Press Release: BRICS must not replicate the World Bank and IMF

Partner Press Release: Action Aid





Release date: Friday, July 11, 2014

International development agency, ActionAid warns today that the BRICS nations of Brazil, Russia, India, China and South Africa must not replicate the World Bank and International Monetary Fund when they launch their own alternative financial institutions next week.

Leaders from the BRICS meet from 14 – 16 July in Fortaleza, Brazil for the sixth BRICS summit. The group plans to officially launch a development bank as an alternative lender to BRICS and other developing countries, and the Contingency Reserve Agreement (CRA) which is billed as an alternative to the International Monetary Fund (IMF).

“The BRICS development bank is heralded as a much-needed alternative to the World Bank but this will only be the case if it breaks from the tradition of the World Bank and does not impose economic conditions on borrowing that have been so harmful to developing countries,” said Sameer Dossani, advocacy coordinator, ActionAid.

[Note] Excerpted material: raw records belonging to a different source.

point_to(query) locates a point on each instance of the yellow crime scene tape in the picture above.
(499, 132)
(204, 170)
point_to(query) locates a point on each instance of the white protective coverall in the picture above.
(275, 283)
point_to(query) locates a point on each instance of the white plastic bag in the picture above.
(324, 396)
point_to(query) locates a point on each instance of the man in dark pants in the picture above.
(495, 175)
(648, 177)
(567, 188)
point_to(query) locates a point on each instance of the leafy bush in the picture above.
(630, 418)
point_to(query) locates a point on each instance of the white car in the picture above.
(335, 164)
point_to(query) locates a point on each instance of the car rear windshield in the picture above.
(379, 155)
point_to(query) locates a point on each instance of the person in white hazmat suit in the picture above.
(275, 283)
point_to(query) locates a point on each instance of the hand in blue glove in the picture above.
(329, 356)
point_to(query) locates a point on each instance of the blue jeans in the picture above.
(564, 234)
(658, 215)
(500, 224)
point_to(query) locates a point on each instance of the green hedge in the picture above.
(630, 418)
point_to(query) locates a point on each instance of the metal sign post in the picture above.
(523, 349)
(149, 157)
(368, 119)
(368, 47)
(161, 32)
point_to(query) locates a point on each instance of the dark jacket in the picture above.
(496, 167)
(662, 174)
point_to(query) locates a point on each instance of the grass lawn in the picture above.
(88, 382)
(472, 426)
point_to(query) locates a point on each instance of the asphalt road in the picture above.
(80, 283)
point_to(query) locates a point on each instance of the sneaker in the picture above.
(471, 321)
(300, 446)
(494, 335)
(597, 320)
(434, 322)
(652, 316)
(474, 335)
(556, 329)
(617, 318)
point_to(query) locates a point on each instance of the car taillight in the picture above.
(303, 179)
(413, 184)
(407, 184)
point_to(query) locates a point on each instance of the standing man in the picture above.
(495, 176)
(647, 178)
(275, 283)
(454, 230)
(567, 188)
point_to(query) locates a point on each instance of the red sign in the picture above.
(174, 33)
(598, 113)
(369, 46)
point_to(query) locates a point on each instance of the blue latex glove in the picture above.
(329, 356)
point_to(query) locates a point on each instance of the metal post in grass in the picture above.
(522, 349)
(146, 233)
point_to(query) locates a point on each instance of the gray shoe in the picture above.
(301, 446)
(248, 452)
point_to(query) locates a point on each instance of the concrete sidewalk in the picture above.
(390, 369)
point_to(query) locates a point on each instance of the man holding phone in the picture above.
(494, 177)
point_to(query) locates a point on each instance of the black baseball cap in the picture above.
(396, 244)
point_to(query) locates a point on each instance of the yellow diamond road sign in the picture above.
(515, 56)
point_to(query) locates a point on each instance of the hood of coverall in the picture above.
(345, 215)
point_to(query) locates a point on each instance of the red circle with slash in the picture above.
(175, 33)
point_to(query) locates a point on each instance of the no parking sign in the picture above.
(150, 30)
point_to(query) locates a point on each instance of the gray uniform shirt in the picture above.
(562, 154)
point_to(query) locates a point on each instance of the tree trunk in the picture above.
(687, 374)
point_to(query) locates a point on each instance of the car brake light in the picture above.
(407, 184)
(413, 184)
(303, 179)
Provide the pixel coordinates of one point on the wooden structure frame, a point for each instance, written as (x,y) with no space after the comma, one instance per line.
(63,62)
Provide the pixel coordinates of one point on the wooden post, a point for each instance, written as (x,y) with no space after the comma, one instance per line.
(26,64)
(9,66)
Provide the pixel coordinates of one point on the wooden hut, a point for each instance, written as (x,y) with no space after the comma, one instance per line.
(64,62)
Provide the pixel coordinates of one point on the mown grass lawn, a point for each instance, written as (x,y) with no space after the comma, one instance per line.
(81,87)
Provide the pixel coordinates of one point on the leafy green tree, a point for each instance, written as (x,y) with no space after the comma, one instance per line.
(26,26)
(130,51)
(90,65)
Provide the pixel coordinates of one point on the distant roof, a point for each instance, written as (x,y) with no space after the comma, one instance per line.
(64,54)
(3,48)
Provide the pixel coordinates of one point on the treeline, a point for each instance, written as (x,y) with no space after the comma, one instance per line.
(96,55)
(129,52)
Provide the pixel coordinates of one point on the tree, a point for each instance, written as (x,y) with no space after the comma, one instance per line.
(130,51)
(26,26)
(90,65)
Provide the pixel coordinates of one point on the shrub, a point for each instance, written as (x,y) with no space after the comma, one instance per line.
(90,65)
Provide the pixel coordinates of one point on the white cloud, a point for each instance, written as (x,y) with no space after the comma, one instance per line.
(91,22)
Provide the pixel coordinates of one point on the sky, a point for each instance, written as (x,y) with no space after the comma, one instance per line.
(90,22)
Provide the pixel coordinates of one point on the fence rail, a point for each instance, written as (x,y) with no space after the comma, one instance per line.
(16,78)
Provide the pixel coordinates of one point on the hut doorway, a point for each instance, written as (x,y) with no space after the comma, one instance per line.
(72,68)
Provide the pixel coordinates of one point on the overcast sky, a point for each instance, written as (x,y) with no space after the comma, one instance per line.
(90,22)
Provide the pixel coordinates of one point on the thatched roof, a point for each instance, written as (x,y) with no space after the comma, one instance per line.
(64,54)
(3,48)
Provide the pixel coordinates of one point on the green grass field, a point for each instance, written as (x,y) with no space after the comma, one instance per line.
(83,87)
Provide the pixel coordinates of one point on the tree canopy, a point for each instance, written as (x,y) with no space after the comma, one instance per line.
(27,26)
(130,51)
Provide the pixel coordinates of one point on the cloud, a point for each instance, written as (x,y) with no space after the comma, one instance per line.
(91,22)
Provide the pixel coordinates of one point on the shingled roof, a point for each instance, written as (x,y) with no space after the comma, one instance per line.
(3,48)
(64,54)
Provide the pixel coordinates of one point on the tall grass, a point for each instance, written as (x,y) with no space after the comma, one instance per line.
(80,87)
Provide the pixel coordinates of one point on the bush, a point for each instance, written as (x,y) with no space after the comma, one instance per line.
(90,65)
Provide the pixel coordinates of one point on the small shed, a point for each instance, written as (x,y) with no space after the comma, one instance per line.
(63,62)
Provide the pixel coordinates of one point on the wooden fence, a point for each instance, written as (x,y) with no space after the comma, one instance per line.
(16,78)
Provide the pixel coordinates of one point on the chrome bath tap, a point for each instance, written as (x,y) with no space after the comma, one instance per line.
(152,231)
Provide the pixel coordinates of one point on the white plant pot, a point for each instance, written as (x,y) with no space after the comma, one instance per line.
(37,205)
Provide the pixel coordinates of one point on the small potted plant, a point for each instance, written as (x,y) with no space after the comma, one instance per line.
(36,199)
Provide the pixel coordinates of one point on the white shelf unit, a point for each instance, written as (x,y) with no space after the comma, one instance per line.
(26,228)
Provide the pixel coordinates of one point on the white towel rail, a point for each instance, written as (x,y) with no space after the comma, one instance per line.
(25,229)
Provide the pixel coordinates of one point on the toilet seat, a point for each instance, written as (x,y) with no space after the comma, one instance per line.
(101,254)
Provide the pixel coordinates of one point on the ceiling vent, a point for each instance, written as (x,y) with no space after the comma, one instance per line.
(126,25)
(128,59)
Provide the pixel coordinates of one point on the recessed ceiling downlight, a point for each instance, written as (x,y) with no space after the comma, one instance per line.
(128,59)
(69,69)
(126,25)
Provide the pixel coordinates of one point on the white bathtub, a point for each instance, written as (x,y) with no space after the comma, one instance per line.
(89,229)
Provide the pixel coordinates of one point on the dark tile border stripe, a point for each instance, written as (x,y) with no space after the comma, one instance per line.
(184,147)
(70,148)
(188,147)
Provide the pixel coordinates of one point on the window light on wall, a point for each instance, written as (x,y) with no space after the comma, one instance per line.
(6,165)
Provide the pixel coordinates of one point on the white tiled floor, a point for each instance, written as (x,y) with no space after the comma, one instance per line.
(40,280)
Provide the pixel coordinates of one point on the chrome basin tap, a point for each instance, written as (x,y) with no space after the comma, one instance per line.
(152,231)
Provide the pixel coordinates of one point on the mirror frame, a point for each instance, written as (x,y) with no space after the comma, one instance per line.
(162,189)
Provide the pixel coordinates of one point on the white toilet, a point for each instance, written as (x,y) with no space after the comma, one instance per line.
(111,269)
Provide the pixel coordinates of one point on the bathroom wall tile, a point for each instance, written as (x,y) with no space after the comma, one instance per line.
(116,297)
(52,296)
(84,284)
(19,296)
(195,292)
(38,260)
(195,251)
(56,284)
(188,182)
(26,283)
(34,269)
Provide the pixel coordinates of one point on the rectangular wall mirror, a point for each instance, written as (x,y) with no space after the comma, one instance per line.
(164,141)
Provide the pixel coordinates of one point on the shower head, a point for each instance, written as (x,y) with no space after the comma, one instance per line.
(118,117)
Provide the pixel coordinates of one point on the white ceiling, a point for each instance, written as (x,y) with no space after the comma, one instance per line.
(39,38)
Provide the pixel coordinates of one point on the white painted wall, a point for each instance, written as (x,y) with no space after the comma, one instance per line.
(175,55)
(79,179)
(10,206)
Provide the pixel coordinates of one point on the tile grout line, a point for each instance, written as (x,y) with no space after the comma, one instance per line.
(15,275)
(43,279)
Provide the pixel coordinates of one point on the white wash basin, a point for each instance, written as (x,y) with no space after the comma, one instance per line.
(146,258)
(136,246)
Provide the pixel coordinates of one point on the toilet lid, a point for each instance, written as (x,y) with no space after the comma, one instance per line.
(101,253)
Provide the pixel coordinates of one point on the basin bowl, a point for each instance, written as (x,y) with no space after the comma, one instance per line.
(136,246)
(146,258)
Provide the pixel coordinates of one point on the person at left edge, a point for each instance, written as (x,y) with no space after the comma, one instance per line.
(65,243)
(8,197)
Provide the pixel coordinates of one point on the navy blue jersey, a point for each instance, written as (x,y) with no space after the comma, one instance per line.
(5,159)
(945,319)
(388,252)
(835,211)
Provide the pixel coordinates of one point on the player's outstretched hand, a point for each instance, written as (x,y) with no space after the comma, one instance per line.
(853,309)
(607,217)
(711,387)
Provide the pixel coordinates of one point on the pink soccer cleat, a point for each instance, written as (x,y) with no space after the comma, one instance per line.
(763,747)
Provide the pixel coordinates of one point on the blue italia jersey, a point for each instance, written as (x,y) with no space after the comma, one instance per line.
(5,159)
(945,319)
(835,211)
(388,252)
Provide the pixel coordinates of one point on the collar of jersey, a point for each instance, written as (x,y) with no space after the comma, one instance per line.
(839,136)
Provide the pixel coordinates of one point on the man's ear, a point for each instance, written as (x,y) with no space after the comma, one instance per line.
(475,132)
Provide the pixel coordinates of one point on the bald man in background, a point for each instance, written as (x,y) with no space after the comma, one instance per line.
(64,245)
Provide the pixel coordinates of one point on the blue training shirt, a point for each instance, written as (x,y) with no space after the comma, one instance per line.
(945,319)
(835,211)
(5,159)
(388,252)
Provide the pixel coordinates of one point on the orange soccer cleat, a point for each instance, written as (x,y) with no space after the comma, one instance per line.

ActionAid joins other civil society organisations in calling for strong transparency policies, strong environmental and social safeguards, and formal mechanisms for consultation with affected communities and civil society in the development of the new financial institutions.

“For years the IMF and the World Bank have pushed a failed model of development based on a one-size-fits-all prescription of privatization, liberalization and budget austerity policies which have hit the poorest and most vulnerable hardest. What is needed is economic transformation towards a sustainable industrial and agricultural model that ensures more and better jobs and increased access to human rights for all,” said Dossani.

ActionAid will also be attending the parallel civil society summit in Fortaleza which will discuss the impacts of the development models adopted in the different BRICS countries.

ActionAid is launching a paper Brazilian Cooperation and Investment in African Agriculture at the summit, which analyzes the practices and projects funded by the Brazilian Development Bank (BNDES), and their impact on food rights and access to land in Africa.

“Brazil is promoting both good and bad agricultural models to Africa,” said Jorge Romano, country director, ActionAid Brazil. “The Brazilian Development Bank is very keen to reproduce huge industrial sugarcane production in countries like Mozambique but such large-scale production has often had a devastating environmental and social impact in Brazil. Other Brazilian agencies are trying to share positive aspects of the Brazilian model, including support for small farmers, food security initiatives and even some elements of the climate resilient sustainable agriculture that ActionAid uses in our own work with communities.”